For all of the careful visual touches and decent laugh lines from Hill, though, The Sitter is flimsier and less developed than Green’s previous comedies. All three have a shaggy, episodic structure, and this one in particular apes the Pineapple Express formula of overtaxed slackers placed into comically dangerous situations. But The Sitter also feels cut down to its barest essentials; even the extended version available on DVD fails to clear the 90-minute mark. This makes the movie admirably fleet but sometimes too thin to walk straight: there are moments where the movie plugs a handful of dialogue exchanges into montages in a way that suggests salvaged footage more than the freewheeling improv Hill is known for.

The screenplay has sensitive arcs in store for all three kids, but rushes through them. Slater gets the most delicate, verging on heartbreaking, as Noah comes to intuit a secret about his inner life, while Blythe’s is more satirical: she’s a preteen girl who worships at the altar of celebutantes and signature fragrances. “That’s a hot name,” she tells Noah when they meet (when he tells her it’s Biblical, she is undeterred: “The Bible is a hot book!”). Rodrigo’s acting out over not fitting in with his adopted family gets the most cursory treatment, reduced to a few killer sight gags and an afterthought of a heart-to-heart with Slater.

Even in the longer cut, more of the extra time goes to Rockwell and Smoove—not unwelcome (especially when extending Hill’s long journey into Rockwell’s sinister palace) but providing no solution to the movie’s raggedness. The Blu-Ray’s 25 minutes of additional deleted and extended scenes provide insight into that raggedness: while a lot of “extended” versions of scenes tend to add just 30 or 60 seconds, several of these double or triple in length, with far more room to breathe. Minor story details are clarified, performers like Smoove and Ari Graynor get more to do, and there’s even an excised Hill/Rockwell fight on a very David Gordon Green-y old-timey carousel (the kind that would’ve sat rusting in the woods in Undertow). 

These moments won’t pacify the most disappointed of the director’s fans, but they would’ve made for a smoother yet even more offbeat ride.

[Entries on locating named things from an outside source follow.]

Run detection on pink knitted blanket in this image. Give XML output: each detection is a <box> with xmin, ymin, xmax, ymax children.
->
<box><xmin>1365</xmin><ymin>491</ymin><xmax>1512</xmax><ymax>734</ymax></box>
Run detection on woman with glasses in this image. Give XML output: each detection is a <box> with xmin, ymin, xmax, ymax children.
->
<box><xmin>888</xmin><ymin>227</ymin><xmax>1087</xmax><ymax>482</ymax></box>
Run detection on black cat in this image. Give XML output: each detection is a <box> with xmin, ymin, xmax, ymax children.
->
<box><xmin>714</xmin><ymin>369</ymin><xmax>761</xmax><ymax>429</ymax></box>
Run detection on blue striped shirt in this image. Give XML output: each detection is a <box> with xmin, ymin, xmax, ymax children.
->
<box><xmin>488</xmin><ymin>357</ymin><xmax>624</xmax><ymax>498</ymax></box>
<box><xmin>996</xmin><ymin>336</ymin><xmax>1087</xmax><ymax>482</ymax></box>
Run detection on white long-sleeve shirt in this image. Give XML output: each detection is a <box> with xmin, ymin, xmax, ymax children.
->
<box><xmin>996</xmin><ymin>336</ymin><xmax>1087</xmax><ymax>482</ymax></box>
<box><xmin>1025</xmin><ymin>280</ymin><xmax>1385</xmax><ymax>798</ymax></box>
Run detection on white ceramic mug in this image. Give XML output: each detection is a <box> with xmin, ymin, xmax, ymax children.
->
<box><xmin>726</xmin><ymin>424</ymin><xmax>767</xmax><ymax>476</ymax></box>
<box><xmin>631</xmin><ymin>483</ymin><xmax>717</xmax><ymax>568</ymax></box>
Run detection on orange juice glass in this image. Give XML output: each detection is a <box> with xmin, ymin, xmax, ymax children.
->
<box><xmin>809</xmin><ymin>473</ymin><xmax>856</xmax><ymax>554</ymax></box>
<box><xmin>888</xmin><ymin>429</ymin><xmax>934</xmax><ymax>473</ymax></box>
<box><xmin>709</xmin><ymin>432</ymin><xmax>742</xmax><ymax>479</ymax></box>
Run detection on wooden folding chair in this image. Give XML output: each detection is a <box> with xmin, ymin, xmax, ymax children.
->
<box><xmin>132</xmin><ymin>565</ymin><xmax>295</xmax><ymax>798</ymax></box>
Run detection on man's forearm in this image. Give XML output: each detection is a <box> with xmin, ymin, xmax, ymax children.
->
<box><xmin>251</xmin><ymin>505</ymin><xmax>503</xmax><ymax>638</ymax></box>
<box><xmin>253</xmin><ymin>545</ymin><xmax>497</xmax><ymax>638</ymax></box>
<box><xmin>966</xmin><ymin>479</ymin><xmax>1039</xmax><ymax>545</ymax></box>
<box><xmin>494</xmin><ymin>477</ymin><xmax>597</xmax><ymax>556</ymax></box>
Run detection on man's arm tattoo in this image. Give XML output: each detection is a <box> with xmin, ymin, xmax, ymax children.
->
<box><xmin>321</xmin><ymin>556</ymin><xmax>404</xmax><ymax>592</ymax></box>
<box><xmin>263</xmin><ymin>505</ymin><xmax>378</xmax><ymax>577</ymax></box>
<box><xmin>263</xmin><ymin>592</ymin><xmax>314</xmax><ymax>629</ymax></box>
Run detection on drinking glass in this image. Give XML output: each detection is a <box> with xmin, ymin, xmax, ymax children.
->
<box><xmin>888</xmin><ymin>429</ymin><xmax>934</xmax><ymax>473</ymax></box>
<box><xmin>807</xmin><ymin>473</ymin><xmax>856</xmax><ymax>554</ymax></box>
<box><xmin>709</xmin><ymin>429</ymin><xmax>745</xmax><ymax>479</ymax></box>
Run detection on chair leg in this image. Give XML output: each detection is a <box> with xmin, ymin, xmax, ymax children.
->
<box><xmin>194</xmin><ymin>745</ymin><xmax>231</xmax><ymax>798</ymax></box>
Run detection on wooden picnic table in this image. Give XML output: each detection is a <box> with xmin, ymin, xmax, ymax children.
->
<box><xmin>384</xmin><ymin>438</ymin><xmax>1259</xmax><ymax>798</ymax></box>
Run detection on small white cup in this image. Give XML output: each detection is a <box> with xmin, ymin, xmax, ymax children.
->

But even on the unrated cut, only slivers of the deletions make it back in—an odd decision given that the longest possible version of this movie would still come in well under two hours. Both versions of the movie, then, feel more studio-hacked than director-approved.

It’s hard to know for sure without a greater presence from Green; the disc lacks a commentary track, and even some of the making-of materials focus more on Hill. Green contributed to the enthusiastic Your Highness track, but neither he nor Hill takes to the microphone to further contextualize The Sitter as a passion project. The easy reasoning is that this isn’t one; it feels like a lark with an unnecessary 90-minute cap on its running time.

Regardless of whose cut this is, though, Green shouldn’t be dismissed as a cashing-in wallower. His comedies, as as mangy and ambling as it can be, are no less sincere than his dramas. Ten or 15 years from now, after Green has been afforded the chance to experiment in more genres, The Sitter may look like, if not a lost masterpiece, at least a likable, neglected little kid.